The second kind of remote access: telnet is also remote access, which is transmitted in plaintext without encryption, and the message 23 tcp port can be directly obtained by packet grabbing tool, while ssh is a typical ciphertext access.

Therefore, tlelent is mainly used in local area network; ssh can be used.

The third type of remote access is remote Desktop, 3389 port number, with graphical access

Example: remote Desktop access form in mstsc Command windows

Users who access remotely must set a password for them.

Vnc software can be connected between Microsoft system and linux system

Teamviewer software phone connects to computer

The remote party can manually close and reject the remote.

Ssh_config is targeted at the client

Shhd_config is the server.

1.2 Service listening options port number, protocol version, listening IP address disable reverse resolution [root@localhost ~] # vim / etc/ssh/sshd_config.#Port 22 'port number (can be modified)' # ListenAddress 0.0.0.0 'listening address' Protocol 2 'version' # UseDNS no 'DNS reverse resolution No' control prohibit ROOt users, Empty password user-user level control login time, number of retries-user attribute control AllowUsers, DenyUsers-use whitelist control

AllowUsers whitelist: login only

DenyUsers blacklist: deny login only

[root@localhost ~] # vim / etc/ssh/sshd_config#LoginGraceTime 2m 'login time 2min exceeds 2min automatic logout' # PermitRootLogin yes' allows root login is preceded by a # symbol note, you cannot use'# StrictModes yes' strictly follow the standard mode is'# MaxAuthTries 6 'maximum number of attempts 6'#MaxSessions 10' maximum creation session is 10'PermitEmptPasswords no 'allow empty password to log in No 'AllowUsers jerry admin@61.23.24.25' whitelist Only the following are allowed to log in from the specified terminal and the user is separated by a space'

The permission of AllowUsers is larger than that of DenyUsers.
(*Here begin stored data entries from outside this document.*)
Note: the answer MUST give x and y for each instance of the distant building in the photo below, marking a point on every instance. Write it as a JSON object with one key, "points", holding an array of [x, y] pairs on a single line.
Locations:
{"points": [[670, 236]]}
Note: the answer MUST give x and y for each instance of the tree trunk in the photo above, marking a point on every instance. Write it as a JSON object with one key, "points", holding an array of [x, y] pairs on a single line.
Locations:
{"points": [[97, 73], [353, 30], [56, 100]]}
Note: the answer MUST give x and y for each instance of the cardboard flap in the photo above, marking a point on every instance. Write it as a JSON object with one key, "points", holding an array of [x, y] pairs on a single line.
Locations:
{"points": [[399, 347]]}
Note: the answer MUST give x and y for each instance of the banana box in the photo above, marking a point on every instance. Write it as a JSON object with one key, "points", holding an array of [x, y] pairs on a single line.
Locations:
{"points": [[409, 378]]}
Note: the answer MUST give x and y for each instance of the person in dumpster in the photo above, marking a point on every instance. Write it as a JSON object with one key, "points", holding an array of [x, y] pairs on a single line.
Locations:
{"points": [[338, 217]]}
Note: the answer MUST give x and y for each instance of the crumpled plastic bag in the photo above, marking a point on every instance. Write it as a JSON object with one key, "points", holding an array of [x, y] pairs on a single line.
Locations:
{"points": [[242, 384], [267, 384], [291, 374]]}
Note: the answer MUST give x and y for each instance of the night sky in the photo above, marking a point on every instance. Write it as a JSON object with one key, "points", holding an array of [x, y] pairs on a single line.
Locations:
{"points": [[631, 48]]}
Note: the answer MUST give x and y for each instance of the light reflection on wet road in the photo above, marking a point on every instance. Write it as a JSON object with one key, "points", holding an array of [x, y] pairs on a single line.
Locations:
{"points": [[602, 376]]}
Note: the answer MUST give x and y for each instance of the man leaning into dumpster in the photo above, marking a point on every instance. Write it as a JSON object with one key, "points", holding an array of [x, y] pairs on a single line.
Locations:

Do not use AllowsUsers with DenyUsers at the same time.

1.3 login verification 1.3.1 login verification local user account 1.3.2 login authentication method password verification: check whether the user name and password match key pair verification: check whether the customer's private key and server public key match

The way of key pair needs to be created by yourself

The key pair contains the public key and the private key, which are called key pairs together.

The public key is given to the other party, and the private key is kept by itself. This method is called asymmetric key rsa, which is equivalent to Tiger symbol.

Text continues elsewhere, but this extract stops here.